Contrastive Learning From AI Revisions (CLAIR)¶
"Anchored Preference Optimization and Contrastive Revisions: Addressing Underspecification in Alignment" introduces both Contrastive
Learning from AI Revisions (CLAIR), a data-creation method which leads to more contrastive preference pairs, and Anchored Preference Optimization (APO), a controllable and more stable alignment objective. While APO can be found in TRL, we have implemented a task for CLAIR in distilabel
.
CLAIR is a method for creating preference pairs which minimally revises one output to express a preference, resulting in a more precise learning signal as opposed to conventional methods which use a judge to select a preferred response.
The athors from the original paper shared a collection of datasets from CLAIR and APO, where ContextualAI/ultrafeedback_clair_32k corresponds to the CLAIR implementation.
Replication¶
Note
The section is named Replication
but in this case we are showing how to use the CLAIR
task create revisions for your generations using distilabel
.
To showcase CLAIR we will be using the CLAIR
task implemented in distilabel
and we are reusing a small sample of the already generated dataset by ContextualAI ContextualAI/ultrafeedback_clair_32k
for testing.
Installation¶
To reproduce the code below, one will need to install distilabel
as follows:
Depending on the LLM provider you want to use, the requirements may vary, take a look at the dependencies in that case, we are using for the example the free inference endpoints from Hugging Face, but that won't apply for a bigger dataset.
Building blocks¶
In this case where we already have instructions and their generations, we will just need to load the data and the corresponding CLAIR task for the revisions:
CLAIR
to generate the revisions.
Code¶
Let's see the full pipeline applied to ContextualAI/ultrafeedback_clair_32k
in distilabel
:
from typing import Any, Dict
from datasets import load_dataset
from distilabel.pipeline import Pipeline
from distilabel.steps.tasks import CLAIR
from distilabel.models import InferenceEndpointsLLM
def transform_ultrafeedback(example: Dict[str, Any]) -> Dict[str, Any]:
return {
"task": example["prompt"],
"student_solution": example["rejected"][1]["content"],
}
dataset = (
load_dataset("ContextualAI/ultrafeedback_clair_32k", split="train")
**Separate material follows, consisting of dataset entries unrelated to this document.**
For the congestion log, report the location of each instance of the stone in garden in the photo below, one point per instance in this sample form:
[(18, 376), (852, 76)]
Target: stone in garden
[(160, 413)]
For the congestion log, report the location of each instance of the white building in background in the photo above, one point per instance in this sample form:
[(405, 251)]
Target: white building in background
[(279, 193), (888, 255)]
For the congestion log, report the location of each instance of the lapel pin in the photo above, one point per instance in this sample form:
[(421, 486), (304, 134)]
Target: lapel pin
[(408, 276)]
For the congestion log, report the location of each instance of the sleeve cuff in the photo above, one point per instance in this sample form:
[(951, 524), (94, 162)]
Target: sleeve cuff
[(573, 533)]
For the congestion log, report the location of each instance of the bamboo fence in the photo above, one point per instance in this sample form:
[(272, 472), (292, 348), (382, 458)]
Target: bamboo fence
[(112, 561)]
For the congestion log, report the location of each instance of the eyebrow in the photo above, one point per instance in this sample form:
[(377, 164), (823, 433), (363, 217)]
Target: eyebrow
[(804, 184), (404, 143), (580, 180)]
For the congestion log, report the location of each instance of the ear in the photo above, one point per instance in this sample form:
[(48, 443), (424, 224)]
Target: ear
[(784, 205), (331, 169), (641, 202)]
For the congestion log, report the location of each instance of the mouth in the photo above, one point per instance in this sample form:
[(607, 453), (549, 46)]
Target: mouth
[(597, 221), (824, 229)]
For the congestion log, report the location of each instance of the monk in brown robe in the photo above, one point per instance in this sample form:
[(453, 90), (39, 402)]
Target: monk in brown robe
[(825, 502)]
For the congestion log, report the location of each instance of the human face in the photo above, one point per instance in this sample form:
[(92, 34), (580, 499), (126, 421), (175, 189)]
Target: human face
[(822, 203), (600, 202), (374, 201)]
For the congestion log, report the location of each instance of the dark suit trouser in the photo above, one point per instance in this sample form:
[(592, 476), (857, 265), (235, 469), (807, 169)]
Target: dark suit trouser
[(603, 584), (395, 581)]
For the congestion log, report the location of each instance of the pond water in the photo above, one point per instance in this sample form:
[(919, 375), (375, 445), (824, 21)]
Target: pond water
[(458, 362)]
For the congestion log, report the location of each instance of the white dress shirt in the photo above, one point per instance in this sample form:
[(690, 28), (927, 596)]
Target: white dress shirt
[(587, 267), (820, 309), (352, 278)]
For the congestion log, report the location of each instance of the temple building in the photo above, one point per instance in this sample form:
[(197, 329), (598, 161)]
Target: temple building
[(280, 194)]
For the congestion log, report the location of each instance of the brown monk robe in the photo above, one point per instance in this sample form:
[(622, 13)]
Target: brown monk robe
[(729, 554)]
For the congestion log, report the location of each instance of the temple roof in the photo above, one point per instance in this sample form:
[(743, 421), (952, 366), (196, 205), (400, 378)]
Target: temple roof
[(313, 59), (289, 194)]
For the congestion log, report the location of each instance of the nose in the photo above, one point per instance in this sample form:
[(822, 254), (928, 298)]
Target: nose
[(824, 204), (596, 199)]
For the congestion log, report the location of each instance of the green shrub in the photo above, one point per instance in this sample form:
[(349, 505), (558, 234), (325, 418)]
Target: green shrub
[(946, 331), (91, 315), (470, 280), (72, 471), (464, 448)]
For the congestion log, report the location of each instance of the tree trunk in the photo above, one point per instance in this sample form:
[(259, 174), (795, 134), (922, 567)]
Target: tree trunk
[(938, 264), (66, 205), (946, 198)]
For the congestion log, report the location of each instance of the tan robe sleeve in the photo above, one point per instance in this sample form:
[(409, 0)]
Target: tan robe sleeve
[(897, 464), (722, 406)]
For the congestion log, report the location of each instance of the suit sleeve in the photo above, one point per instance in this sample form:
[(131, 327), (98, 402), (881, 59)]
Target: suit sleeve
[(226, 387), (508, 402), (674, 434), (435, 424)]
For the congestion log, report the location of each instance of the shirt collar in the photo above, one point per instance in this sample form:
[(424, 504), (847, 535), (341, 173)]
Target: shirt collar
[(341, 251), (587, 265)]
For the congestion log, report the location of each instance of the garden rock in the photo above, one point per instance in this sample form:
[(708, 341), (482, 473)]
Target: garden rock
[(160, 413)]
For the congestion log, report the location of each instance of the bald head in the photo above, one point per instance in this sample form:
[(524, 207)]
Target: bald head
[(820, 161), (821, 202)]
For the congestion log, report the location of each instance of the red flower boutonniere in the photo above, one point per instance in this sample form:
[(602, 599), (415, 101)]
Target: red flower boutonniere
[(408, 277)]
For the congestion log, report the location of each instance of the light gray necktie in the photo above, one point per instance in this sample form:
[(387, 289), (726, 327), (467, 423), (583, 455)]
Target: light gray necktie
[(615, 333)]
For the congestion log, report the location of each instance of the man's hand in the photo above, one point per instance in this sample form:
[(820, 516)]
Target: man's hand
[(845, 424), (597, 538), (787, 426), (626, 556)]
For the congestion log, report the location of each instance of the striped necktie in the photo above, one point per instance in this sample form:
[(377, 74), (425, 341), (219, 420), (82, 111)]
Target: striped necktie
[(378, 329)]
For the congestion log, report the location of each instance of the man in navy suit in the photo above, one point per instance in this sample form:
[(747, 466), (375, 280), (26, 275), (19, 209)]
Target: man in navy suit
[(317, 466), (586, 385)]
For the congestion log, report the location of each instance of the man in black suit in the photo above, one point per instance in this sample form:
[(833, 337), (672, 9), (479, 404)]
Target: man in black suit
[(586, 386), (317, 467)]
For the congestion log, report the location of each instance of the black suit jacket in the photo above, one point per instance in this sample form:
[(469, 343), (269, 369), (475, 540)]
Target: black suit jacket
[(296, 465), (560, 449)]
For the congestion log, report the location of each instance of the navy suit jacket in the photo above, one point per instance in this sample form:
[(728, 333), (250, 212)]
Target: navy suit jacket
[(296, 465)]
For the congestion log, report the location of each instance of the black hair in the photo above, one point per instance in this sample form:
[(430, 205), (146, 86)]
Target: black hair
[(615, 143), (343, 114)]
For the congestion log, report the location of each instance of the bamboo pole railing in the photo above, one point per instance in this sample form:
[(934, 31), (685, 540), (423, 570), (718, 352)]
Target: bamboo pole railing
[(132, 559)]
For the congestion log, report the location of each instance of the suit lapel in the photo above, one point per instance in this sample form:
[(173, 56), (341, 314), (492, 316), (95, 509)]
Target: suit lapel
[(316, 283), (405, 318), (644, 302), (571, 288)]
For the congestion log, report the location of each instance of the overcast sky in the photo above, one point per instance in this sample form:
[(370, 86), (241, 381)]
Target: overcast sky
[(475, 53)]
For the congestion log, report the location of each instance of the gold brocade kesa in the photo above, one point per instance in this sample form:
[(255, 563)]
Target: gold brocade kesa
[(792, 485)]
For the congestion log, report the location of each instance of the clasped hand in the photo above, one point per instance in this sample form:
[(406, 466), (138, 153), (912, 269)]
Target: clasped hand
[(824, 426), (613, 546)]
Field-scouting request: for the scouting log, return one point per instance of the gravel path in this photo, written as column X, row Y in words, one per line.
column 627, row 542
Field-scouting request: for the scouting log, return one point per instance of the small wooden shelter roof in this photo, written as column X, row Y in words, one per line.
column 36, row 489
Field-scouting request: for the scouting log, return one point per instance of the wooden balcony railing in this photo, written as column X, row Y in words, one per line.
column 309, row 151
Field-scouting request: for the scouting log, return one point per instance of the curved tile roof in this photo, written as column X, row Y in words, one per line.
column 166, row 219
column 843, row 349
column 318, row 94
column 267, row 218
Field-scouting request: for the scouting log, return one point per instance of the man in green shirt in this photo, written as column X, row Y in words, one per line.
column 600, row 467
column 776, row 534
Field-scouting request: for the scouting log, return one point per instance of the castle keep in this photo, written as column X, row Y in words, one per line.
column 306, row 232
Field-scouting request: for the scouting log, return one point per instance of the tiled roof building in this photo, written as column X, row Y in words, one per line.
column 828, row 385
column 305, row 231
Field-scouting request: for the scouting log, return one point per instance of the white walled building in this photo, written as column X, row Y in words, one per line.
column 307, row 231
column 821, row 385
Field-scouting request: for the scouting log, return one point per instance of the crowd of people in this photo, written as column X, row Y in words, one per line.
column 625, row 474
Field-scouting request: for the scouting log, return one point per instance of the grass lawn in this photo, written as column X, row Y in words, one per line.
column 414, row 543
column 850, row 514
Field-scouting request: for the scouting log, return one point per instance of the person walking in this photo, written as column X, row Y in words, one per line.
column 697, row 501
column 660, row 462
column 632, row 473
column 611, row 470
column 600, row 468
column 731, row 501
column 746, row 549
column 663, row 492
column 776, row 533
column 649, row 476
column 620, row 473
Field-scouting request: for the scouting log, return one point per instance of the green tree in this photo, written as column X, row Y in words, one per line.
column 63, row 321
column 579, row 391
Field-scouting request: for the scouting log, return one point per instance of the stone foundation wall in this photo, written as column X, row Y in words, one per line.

.select(range(10)) # We collect just 10 examples
.map(transform_ultrafeedback) # Apply the transformation to get just the text
)
with Pipeline(name="CLAIR UltraFeedback sample") as pipeline:
clair = CLAIR( # (1)
llm=InferenceEndpointsLLM(
model_id="meta-llama/Meta-Llama-3.1-70B-Instruct",
generation_kwargs={
"temperature": 0.7,
"max_new_tokens": 4096
}
)
)
if __name__ == "__main__":
distiset = pipeline.run(dataset=dataset) # (2)
distiset.push_to_hub(repo_id="username/clair-test", include_script=True) # (3)
-
This Pipeline uses just CLAIR because we already have the generations, but one can just include a first task to create generations from instructions, and then the revisions with CLAIR.
-
Include the dataset directly in the run method for simplicity.
-
Push the distiset to the hub with the script for reproducibility.
An example dataset can be found at: distilabel-internal-testing/clair-test.